Did Ozuna’s performance decline permanently? Not necessarily. While his 2025 numbers dropped from his 2023–2024 peak, he still posted a career-high walk rate and ranked among the top designated hitters in on-base percentage league-wide.
Does the Braves Marcell Ozuna waiver candidate rumor affect Atlanta’s future plans? Not significantly. The Braves’ core roster remains under contract or team control well beyond 2026, so Ozuna’s departure was a payroll adjustment rather than a strategic pivot.
Final Verdict on the Braves Marcell Ozuna Waiver Candidate Story
The Braves Marcell Ozuna waiver candidate narrative made for a catchy, clickable phrase, but it never matched what actually happened on the transaction wire. Ozuna wasn’t cut. He wasn’t dumped mid-season. His contract ran its course, the Braves declined to extend a qualifying offer, and he found a fair-market deal with a Pirates team that needed exactly the kind of power bat he provides.
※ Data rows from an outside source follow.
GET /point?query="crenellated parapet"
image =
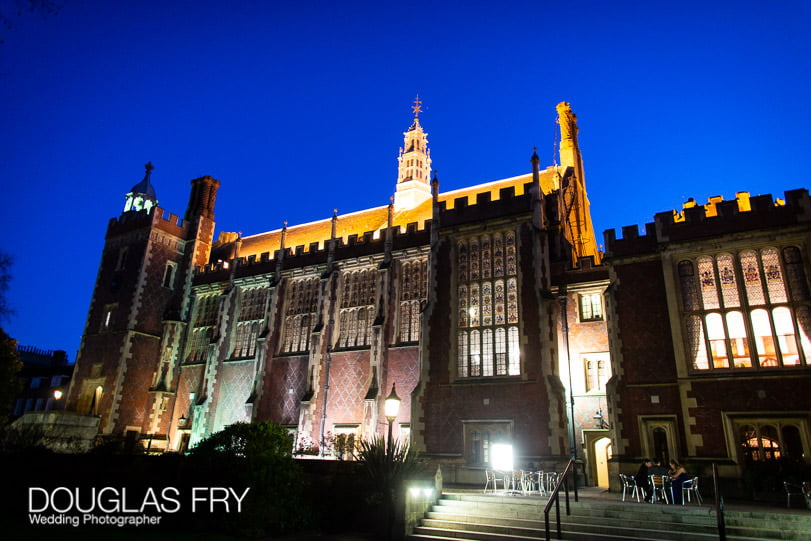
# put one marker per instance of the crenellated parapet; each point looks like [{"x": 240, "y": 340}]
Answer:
[
  {"x": 154, "y": 217},
  {"x": 485, "y": 207},
  {"x": 315, "y": 253},
  {"x": 715, "y": 218}
]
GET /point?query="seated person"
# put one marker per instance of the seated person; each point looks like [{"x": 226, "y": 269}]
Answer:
[{"x": 678, "y": 475}]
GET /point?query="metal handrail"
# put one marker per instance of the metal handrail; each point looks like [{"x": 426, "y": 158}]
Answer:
[
  {"x": 555, "y": 498},
  {"x": 719, "y": 504}
]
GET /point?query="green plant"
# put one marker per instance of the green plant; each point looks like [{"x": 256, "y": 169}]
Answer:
[
  {"x": 387, "y": 467},
  {"x": 256, "y": 456}
]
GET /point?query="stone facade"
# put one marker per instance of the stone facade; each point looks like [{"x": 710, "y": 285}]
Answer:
[{"x": 489, "y": 310}]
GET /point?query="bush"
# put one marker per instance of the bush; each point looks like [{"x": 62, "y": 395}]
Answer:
[{"x": 256, "y": 456}]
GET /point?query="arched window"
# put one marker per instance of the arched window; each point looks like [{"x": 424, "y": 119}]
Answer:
[
  {"x": 752, "y": 312},
  {"x": 487, "y": 299}
]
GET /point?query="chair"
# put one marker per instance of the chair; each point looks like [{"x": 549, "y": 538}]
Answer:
[
  {"x": 792, "y": 490},
  {"x": 688, "y": 488},
  {"x": 629, "y": 486},
  {"x": 550, "y": 481},
  {"x": 660, "y": 489},
  {"x": 533, "y": 482},
  {"x": 492, "y": 479}
]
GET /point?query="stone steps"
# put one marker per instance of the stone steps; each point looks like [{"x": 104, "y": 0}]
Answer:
[{"x": 479, "y": 517}]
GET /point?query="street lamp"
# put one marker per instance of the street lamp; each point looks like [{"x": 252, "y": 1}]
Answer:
[{"x": 392, "y": 407}]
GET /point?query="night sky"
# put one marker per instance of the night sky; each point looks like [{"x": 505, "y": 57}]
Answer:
[{"x": 299, "y": 107}]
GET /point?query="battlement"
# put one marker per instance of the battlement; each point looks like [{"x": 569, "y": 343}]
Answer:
[
  {"x": 153, "y": 217},
  {"x": 485, "y": 207},
  {"x": 716, "y": 217},
  {"x": 354, "y": 245}
]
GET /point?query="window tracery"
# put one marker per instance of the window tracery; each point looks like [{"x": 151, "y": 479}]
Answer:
[
  {"x": 205, "y": 320},
  {"x": 300, "y": 315},
  {"x": 251, "y": 315},
  {"x": 487, "y": 297},
  {"x": 748, "y": 313},
  {"x": 357, "y": 308},
  {"x": 413, "y": 292}
]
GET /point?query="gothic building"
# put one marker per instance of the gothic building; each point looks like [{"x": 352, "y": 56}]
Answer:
[
  {"x": 713, "y": 363},
  {"x": 489, "y": 310}
]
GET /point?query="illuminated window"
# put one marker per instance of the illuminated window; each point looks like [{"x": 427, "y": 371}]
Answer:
[
  {"x": 357, "y": 308},
  {"x": 487, "y": 300},
  {"x": 302, "y": 302},
  {"x": 769, "y": 440},
  {"x": 481, "y": 437},
  {"x": 597, "y": 367},
  {"x": 746, "y": 310},
  {"x": 121, "y": 262},
  {"x": 413, "y": 292},
  {"x": 205, "y": 320},
  {"x": 251, "y": 316},
  {"x": 108, "y": 317},
  {"x": 591, "y": 307}
]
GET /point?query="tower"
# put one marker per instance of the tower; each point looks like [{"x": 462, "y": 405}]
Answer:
[
  {"x": 142, "y": 195},
  {"x": 573, "y": 203},
  {"x": 125, "y": 367},
  {"x": 414, "y": 170}
]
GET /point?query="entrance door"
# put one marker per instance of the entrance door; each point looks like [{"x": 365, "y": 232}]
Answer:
[{"x": 602, "y": 452}]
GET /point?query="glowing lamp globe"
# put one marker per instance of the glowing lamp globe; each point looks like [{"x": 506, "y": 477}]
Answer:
[{"x": 392, "y": 405}]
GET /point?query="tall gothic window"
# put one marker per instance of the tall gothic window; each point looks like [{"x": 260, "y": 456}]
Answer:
[
  {"x": 413, "y": 291},
  {"x": 251, "y": 315},
  {"x": 205, "y": 321},
  {"x": 746, "y": 310},
  {"x": 357, "y": 308},
  {"x": 302, "y": 302},
  {"x": 487, "y": 292}
]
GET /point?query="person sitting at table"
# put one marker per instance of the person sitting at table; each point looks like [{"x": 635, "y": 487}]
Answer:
[
  {"x": 642, "y": 478},
  {"x": 678, "y": 475},
  {"x": 657, "y": 468}
]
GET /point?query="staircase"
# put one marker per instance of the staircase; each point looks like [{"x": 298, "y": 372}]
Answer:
[{"x": 480, "y": 517}]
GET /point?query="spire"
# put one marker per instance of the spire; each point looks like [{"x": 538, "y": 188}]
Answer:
[
  {"x": 142, "y": 195},
  {"x": 414, "y": 170},
  {"x": 537, "y": 196},
  {"x": 573, "y": 200}
]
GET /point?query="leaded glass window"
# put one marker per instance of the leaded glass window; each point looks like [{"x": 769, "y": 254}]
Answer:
[
  {"x": 413, "y": 292},
  {"x": 751, "y": 313},
  {"x": 206, "y": 308},
  {"x": 300, "y": 314},
  {"x": 251, "y": 315},
  {"x": 357, "y": 308},
  {"x": 487, "y": 297}
]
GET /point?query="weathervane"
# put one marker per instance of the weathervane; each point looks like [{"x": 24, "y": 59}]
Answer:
[{"x": 417, "y": 107}]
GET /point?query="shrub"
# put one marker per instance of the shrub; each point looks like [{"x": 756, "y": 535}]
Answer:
[{"x": 258, "y": 456}]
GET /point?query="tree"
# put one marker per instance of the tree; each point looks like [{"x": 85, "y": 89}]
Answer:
[
  {"x": 256, "y": 455},
  {"x": 5, "y": 282},
  {"x": 10, "y": 366}
]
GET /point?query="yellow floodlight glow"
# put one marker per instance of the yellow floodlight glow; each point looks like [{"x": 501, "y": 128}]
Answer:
[{"x": 502, "y": 457}]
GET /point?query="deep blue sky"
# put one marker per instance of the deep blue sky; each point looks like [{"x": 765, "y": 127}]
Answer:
[{"x": 299, "y": 107}]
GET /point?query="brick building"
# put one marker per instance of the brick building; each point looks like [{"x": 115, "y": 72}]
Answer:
[
  {"x": 489, "y": 309},
  {"x": 713, "y": 365}
]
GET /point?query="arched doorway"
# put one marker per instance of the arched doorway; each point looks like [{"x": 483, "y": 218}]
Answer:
[{"x": 602, "y": 452}]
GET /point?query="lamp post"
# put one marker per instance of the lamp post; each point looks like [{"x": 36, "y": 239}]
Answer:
[{"x": 392, "y": 407}]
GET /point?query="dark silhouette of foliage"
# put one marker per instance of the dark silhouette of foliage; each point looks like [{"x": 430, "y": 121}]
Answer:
[
  {"x": 387, "y": 467},
  {"x": 10, "y": 366},
  {"x": 256, "y": 456}
]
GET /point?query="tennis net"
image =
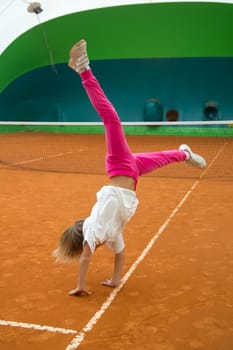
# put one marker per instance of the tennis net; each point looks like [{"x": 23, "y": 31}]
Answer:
[{"x": 80, "y": 147}]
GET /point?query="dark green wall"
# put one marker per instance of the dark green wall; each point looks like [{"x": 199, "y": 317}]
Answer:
[
  {"x": 162, "y": 30},
  {"x": 181, "y": 84}
]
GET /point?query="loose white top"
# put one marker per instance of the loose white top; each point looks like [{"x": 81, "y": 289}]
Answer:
[{"x": 114, "y": 207}]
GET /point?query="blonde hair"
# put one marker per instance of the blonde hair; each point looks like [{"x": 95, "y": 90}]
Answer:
[{"x": 70, "y": 245}]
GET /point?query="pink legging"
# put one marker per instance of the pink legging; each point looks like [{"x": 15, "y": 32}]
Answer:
[{"x": 120, "y": 161}]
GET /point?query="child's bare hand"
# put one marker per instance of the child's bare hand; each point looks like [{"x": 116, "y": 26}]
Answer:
[
  {"x": 110, "y": 283},
  {"x": 79, "y": 292}
]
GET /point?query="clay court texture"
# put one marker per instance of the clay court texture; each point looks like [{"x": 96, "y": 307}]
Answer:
[{"x": 176, "y": 292}]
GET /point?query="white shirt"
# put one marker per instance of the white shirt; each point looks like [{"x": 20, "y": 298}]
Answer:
[{"x": 114, "y": 207}]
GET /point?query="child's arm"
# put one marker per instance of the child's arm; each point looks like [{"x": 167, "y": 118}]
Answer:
[
  {"x": 118, "y": 267},
  {"x": 84, "y": 262}
]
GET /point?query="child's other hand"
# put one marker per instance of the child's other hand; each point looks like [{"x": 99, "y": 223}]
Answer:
[
  {"x": 110, "y": 283},
  {"x": 79, "y": 292}
]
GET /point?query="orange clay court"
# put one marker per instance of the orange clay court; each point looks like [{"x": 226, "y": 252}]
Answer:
[{"x": 177, "y": 291}]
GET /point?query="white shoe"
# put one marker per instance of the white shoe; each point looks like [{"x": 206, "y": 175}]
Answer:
[
  {"x": 79, "y": 60},
  {"x": 194, "y": 159}
]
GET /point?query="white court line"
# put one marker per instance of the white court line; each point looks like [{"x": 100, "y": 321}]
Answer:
[
  {"x": 37, "y": 327},
  {"x": 36, "y": 159},
  {"x": 77, "y": 340}
]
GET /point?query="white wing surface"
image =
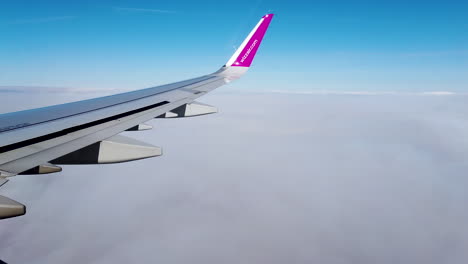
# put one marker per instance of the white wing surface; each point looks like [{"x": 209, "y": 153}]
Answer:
[{"x": 37, "y": 141}]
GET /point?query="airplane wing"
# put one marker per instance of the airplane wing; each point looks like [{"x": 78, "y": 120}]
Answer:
[{"x": 36, "y": 141}]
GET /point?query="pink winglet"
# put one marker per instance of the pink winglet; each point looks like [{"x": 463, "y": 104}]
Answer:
[{"x": 249, "y": 49}]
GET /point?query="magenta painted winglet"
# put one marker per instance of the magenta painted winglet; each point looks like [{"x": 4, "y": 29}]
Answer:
[{"x": 246, "y": 52}]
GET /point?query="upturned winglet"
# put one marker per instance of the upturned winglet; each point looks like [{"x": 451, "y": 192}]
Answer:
[
  {"x": 245, "y": 54},
  {"x": 241, "y": 60}
]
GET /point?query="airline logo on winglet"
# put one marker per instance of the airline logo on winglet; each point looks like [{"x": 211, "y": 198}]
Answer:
[
  {"x": 246, "y": 52},
  {"x": 249, "y": 50}
]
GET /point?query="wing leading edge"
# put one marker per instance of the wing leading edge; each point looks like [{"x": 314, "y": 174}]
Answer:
[{"x": 85, "y": 132}]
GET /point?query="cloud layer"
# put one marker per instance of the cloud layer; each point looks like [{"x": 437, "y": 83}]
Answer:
[{"x": 272, "y": 178}]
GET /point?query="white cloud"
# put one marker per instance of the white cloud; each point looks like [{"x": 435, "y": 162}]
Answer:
[{"x": 272, "y": 178}]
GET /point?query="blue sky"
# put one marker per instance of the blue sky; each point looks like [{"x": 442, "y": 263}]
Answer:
[{"x": 311, "y": 45}]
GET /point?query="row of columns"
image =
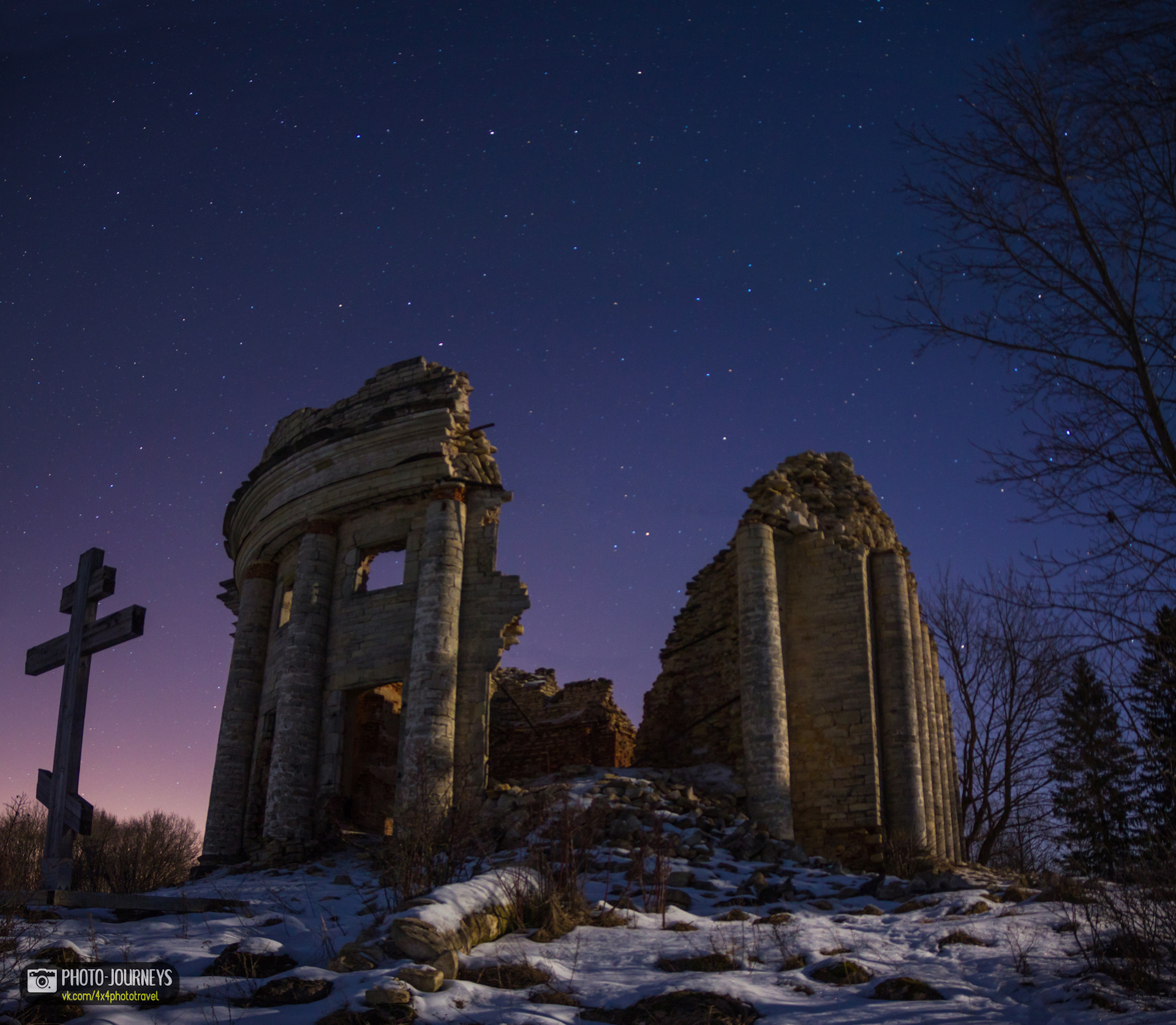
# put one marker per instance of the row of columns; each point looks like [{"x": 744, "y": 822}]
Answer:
[
  {"x": 426, "y": 757},
  {"x": 918, "y": 749},
  {"x": 916, "y": 740}
]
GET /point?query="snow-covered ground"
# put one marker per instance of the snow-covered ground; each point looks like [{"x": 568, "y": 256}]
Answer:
[{"x": 309, "y": 916}]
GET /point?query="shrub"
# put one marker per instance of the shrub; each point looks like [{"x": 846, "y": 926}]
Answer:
[{"x": 120, "y": 856}]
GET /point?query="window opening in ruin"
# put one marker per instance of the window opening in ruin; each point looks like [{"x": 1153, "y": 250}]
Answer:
[
  {"x": 379, "y": 571},
  {"x": 284, "y": 616},
  {"x": 371, "y": 748}
]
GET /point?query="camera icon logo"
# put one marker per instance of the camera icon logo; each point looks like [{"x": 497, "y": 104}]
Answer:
[{"x": 43, "y": 981}]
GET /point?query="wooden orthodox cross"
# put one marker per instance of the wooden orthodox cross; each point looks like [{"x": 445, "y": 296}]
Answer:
[{"x": 70, "y": 815}]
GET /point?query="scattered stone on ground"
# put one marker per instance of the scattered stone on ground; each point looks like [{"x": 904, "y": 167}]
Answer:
[
  {"x": 842, "y": 974},
  {"x": 245, "y": 964},
  {"x": 425, "y": 978},
  {"x": 684, "y": 1008},
  {"x": 290, "y": 990},
  {"x": 906, "y": 989}
]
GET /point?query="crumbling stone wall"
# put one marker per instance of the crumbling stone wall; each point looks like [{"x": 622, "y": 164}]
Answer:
[
  {"x": 537, "y": 727},
  {"x": 869, "y": 749},
  {"x": 344, "y": 703}
]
If there’s one lesson buried under months of speculation, it’s this: a “waiver candidate” label describes a possibility, not a fact. Ozuna’s real story is simpler and less dramatic than the rumor suggested — a veteran slugger, coming off an uneven but far from disastrous season, moved on through ordinary free agency and landed exactly where his skill set fit best.